Funds:  Supported by Key Scientific Research Project of Hunan Provincial Department of Education (No. 22A0484); National Natural Science Foundation of China (No. 12104150)
More Information
  • Author Bio:

    QIAO Nao-sheng (1971—), male, born in Chaling, Hunan Province, Ph.D, Professor, International College, Hunan University of Arts and Science. His research interests are optical information processing. E-mail: naoshengqiao@163.com

  • Corresponding author: naoshengqiao@163.com
  • Received Date: 31 Jan 2024
  • Rev Recd Date: 25 Feb 2024
  • Accepted Date: 28 Feb 2024
    • Available Online: 08 Mar 2024
    Abstract

  • In order to accurately measure an object’s three-dimensional surface shape, the influence of sampling on it was studied. First, on the basis of deriving spectra expressions through the Fourier transform, the generation of CCD pixels was analyzed, and its expression was given. Then, based on the discrete expression of deformation fringes obtained after sampling, its Fourier spectrum expression was derived, resulting in an infinitely repeated "spectra island" in the frequency domain. Finally, on the basis of using a low-pass filter to remove high-order harmonic components and retaining only one fundamental frequency component, the inverse Fourier transform was used to reconstruct the signal strength. A method of reducing the sampling interval, i.e., reducing the number of sampling points per fringe, was proposed to increase the ratio $ m $ between the sampling frequency and the fundamental frequency of the grating.

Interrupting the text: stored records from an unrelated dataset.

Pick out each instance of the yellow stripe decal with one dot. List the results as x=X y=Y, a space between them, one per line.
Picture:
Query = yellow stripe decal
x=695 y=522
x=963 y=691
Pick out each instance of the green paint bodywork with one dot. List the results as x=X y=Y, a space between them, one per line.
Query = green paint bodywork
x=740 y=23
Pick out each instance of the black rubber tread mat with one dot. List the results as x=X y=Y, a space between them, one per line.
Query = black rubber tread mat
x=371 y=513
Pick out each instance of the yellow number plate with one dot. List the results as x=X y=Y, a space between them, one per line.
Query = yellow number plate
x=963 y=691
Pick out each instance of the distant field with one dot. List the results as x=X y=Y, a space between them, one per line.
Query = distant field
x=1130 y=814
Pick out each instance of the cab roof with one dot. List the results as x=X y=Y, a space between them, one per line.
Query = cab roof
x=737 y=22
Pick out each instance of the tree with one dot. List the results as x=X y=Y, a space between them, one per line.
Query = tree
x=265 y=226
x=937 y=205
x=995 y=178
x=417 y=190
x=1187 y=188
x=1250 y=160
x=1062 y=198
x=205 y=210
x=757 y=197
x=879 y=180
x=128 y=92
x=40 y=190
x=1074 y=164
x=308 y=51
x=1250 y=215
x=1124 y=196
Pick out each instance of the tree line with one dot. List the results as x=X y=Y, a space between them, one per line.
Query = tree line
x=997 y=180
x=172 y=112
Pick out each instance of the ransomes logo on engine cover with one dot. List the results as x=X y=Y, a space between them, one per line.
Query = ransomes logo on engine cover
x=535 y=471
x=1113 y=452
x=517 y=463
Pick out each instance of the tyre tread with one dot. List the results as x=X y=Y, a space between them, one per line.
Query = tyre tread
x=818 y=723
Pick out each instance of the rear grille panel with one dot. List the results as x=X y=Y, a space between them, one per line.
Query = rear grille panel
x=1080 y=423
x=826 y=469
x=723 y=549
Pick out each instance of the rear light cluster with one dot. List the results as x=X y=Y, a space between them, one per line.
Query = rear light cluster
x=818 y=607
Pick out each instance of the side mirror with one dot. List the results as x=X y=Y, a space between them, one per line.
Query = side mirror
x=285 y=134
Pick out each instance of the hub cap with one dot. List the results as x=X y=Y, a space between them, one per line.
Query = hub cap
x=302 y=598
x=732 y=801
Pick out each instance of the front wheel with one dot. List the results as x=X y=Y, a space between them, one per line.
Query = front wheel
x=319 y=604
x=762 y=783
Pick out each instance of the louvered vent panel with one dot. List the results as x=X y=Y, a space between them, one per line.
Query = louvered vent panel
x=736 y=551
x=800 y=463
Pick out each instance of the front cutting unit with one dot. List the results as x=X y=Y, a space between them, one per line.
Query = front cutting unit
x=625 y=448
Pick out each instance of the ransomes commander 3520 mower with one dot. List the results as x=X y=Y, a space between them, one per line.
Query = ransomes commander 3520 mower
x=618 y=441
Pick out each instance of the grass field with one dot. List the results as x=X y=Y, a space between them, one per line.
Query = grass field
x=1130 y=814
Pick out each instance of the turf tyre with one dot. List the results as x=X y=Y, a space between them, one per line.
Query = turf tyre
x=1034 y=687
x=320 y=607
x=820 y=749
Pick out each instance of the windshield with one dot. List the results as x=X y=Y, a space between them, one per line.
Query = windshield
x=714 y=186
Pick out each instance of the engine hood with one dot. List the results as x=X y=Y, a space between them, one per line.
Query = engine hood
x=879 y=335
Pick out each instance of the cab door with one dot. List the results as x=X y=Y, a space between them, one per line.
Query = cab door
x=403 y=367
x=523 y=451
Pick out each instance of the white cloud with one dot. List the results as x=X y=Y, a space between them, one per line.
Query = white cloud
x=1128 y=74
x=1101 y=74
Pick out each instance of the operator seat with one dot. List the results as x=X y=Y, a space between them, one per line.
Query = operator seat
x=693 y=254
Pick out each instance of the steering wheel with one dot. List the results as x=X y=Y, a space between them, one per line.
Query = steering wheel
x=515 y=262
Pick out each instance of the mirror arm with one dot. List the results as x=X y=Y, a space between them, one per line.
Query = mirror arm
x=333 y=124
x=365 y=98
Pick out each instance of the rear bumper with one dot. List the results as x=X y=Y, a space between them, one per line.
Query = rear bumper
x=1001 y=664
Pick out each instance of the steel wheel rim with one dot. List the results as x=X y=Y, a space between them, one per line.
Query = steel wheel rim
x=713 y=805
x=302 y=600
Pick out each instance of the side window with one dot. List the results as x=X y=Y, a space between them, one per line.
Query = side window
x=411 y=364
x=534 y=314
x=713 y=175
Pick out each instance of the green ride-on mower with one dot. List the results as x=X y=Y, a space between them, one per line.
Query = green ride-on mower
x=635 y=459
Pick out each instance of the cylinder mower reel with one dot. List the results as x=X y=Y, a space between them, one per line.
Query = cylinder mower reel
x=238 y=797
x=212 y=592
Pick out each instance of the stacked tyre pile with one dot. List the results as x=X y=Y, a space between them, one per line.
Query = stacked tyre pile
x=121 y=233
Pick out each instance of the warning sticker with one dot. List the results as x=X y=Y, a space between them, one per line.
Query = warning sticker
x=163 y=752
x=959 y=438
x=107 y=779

This was done to reconstruct the object’s surface shape more accurately under the condition of $m > 4$. The basic principle was verified through simulation and experiment. In the simulation, the sampling intervals were 8 pixels, 4 pixels, 2 pixels, and 1 pixel, the maximum absolute error values obtained in the last three situations were 88.80%, 38.38%, and 31.50% in the first situation, respectively, and the corresponding average absolute error values are 71.84%, 43.27%, and 32.26%. It is demonstrated that the smaller the sampling interval, the better the recovery effect. Taking the same four sampling intervals in the experiment as in the simulation can also lead to the same conclusions. The simulated and experimental results show that reducing the sampling interval can improve the accuracy of object surface shape measurement and achieve better reconstruction results.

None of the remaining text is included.